In early December 2014 in an extraordinary session, the International Olympic Committee (the “IOC”) met in Monaco.
The Committee voted on (and unanimously supported) a wide-ranging plan put forward by IOC President, Thomas Bach, referred to as “Agenda 2020”. Agenda 2020 is a set of rules that substantially change the way the IOC conducts its business, outlines how it interacts with stakeholders and sets new parameters for the very structure of the Olympic Games (the “Games”) themselves. The reforms reach the core of the Games, opening the possibility for new competitions to be included (provided a total agreed number of events is maintained), for greater community engagement and education to be promoted as well as increasing transparency and good governance in management, to name but a few.
This bold step amounts to a comprehensive roadmap for reform that is characterised by engagement and flexibility. At a time when we have seen increased criticism of the processes and the organisations holding rights to major global sporting events, this marks a welcome change. On examination, Agenda 2020 should be welcomed as the IOC’s significant step towards greater transparency and responsiveness, each of which will ultimately be crucial elements of the IOC’s continued relevance.
Each of the 40-points adopted in the plan are worthy of independent consideration; however, for the scope of the current article, the liberalisation of the bid process to potentially include joint bids by cities (or even countries) is an area we should consider more closely, particularly in the face of a potential bid from the Middle East. Qatar has voiced a clear desire to host the Games, as recently re-iterated by the Secretary General of the Qatar Olympic Committee ; however, with the recent rule changes, the possibility of an Abu Dhabi/Dubai bid could also prove a compelling possibility. The new system of flexibility in approach to bidding allows for interaction between the IOC and potential host bidders prior to the host cities embarking on what has become a highly demanding and expensive two-year process of launching a formal bid.
It is to be hoped that this change in the rules will lead to improved communication with a preliminary exchange of information between the class of exploratory hosts and the IOC that should ultimately increase the likelihood of the best suited and motivated candidates proceeding through the process at a mutually advantageous time (i.e., when they will be best able to host and showcase the Games to a high standard and when the Games would be most beneficial for them ).

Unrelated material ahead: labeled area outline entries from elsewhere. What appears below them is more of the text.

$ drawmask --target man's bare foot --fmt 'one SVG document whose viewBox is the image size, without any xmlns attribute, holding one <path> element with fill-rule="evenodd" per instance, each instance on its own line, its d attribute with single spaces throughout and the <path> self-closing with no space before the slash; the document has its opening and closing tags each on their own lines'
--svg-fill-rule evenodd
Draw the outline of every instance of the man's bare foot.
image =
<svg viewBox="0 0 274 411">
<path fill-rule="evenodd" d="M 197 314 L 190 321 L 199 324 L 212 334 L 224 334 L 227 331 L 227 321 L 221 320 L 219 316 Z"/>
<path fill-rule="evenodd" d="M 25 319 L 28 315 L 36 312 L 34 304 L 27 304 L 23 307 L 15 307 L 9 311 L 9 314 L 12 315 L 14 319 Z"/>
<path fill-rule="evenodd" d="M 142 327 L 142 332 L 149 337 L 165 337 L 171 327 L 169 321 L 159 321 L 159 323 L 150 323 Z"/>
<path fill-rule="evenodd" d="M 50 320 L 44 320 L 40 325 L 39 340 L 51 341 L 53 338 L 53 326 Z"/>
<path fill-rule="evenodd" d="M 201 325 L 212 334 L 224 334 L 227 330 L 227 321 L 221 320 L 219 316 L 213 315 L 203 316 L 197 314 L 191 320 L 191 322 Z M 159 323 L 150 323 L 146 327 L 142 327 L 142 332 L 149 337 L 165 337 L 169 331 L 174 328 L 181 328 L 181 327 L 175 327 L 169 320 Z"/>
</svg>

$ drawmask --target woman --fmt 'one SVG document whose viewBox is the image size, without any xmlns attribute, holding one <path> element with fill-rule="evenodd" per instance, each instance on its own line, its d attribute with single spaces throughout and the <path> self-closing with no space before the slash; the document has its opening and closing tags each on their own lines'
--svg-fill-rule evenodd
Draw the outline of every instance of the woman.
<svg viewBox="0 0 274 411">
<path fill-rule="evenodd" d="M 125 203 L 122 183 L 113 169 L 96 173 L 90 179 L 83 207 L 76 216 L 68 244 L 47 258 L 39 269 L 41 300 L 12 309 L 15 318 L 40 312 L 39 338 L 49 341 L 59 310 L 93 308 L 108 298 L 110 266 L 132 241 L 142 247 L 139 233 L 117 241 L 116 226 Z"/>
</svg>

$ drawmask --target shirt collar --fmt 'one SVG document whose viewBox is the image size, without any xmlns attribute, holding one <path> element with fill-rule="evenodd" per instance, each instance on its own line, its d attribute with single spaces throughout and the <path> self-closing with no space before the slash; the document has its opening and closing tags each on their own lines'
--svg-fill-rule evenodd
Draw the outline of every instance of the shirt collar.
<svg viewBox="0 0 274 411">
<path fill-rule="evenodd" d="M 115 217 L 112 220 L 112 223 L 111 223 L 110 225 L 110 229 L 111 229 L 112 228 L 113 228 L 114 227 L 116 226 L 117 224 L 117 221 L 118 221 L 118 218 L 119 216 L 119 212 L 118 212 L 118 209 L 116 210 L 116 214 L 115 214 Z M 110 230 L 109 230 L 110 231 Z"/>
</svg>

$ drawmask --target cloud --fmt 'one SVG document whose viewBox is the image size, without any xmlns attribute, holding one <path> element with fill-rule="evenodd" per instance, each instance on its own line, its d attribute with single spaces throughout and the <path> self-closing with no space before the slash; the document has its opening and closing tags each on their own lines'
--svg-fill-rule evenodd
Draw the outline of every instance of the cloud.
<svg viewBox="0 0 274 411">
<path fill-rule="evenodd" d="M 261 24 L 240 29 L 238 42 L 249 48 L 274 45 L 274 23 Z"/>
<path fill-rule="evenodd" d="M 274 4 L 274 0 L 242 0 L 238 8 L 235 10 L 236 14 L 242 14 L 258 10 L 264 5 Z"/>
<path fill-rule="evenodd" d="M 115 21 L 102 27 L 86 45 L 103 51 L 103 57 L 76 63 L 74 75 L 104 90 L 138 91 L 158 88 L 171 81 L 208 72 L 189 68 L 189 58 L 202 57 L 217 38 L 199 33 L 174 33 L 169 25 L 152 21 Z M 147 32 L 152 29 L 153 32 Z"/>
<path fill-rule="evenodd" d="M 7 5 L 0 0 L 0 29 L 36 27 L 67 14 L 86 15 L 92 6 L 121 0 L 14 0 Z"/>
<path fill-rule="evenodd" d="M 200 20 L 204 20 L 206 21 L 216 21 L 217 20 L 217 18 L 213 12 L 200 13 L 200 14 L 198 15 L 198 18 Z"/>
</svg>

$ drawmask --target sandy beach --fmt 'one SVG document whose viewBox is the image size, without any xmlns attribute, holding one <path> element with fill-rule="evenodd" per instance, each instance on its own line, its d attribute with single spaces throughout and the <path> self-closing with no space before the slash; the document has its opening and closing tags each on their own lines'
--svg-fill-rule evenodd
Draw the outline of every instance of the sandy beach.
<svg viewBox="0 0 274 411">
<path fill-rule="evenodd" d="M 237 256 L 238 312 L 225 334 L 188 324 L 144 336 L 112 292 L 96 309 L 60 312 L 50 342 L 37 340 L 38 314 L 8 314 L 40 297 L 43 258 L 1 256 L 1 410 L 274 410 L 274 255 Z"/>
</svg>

There are growing signs that Dubai may be considering an Olympic bid in the near to medium term. As has been noted previously, there would be great inherent strength in a United Arab Emirates bid that combines the resources of the UAE Capital and Dubai in an Abu Dhabi/Dubai Games. Whereas we could not previously consider such a combination because of the rules, the IOC’s adoption of Agenda 2020 has thrown open the door to a formal joint bid. There are compelling reasons to believe that the combined transportation, hard and soft infrastructure and resources of these dynamic powers – not to mention the growing track record of excellence in regularly hosting successful sporting events to the highest global standards - could be combined to stage a potentially sensational Summer Olympics.
We can go a step further in recognising that IOC Vice-President John Coates noted that despite the new possibility of joint bids, the compactness of the bid is always an important component. Given the proximity and excellent transportation between Abu Dhabi and Dubai, a joint Abu Dhabi/Dubai bid could arguably be as geographically compact as a number of past Games held at venues across a single expansive urban area. In effect, a case could be made that an Abu Dhabi/Dubai bid could be one of the least logistically disruptive combinations for a joint bid imaginable. This would be a prudent way for the IOC to stress-test the first run out of a joint Summer Games bid under the new rules.
Regardless of the status on a potential bid for the first ever Games in the Middle East, the Agenda 2020 IOC reforms are a welcome step. The package of reforms will require implementation and there could be slips along the way with such an ambitious plan but where the alternatives include minor incremental adjustment or inaction, this is a show of leadership at just the right time.
Steve Bainbridge is the Regional Head of the Sports Law practice and is based in the firm’s Abu Dhabi office. Steve has significant experience in relation to sponsorship agreements and packages of all types; athlete endorsement agreements; anti-ambush marketing strategies and enforcement; player contracts; broadcasting agreements and copyright protection; IP registration and enforcement; merchandising and licensing agreements; player disciplinary issues; sports event management; ticketing arrangements and a wide array of venue/facilities management arrangements.
This article first appeared in the Gulf News on 23 February 2015.